Of course, it would be a mistake to argue that an impact bond is the only route to unlock these types of helpful practices. Several alternative approaches were discussed at the conference. One is to bring services back in-house and attempt to run them through a traditional centralised, pyramid-shaped hierarchy. I suspect most reformers would consider this to be a nostalgic idea – though in the UK, it is the official policy position of the Labour Party opposition.

Another alternative approach is almost the exact inverse of this: push power downwards to front-line workers and citizens themselves, and trust the very people who are usually put at the bottom of the traditional hierarchy to work things out for themselves. While some people might deem this idea nostalgic too, it does seem to mesh with current social circumstances. Several speakers pointed out that countries across the world are facing a crisis of legitimacy in government and public institutions, and the greater involvement of communities (defined through shared places, beliefs or interests) might help to address it. Interestingly, some of the most active practitioners of this approach in the UK are Labour Party-run local governments. This is despite the idea’s most recent appearance in the national political discourse being in the mouth of a Conservative Prime Minister: David Cameron’s Big Society.

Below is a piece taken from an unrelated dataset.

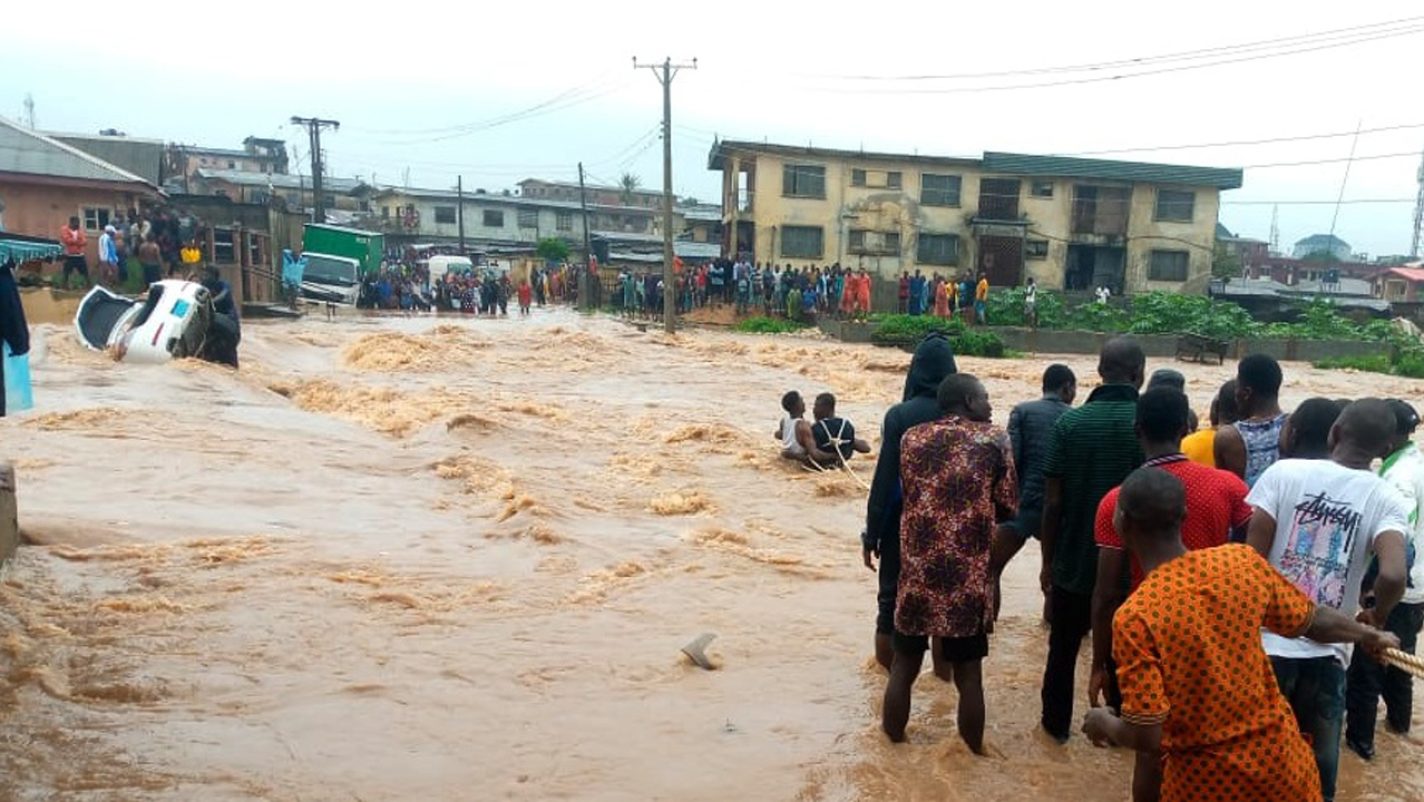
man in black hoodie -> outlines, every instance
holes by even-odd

No doubt these ideas deserve more exploration – both intellectually and practically. They will fit more neatly in some national contexts than others. But if nothing else, the transformation of impact bonds into multiple different forms that diverge from the idealised original should serve as a warning against pinning our hopes on snake oil. There is no single approach that is going to address the manifest challenges of delivering excellent services to the public and addressing complex social issues. We know that shiny new ideas never survive first contact with reality. But that doesn’t make them useless: it starts a cycle of learning and evolution. There may be no perfect answers – but there is still a lot to try.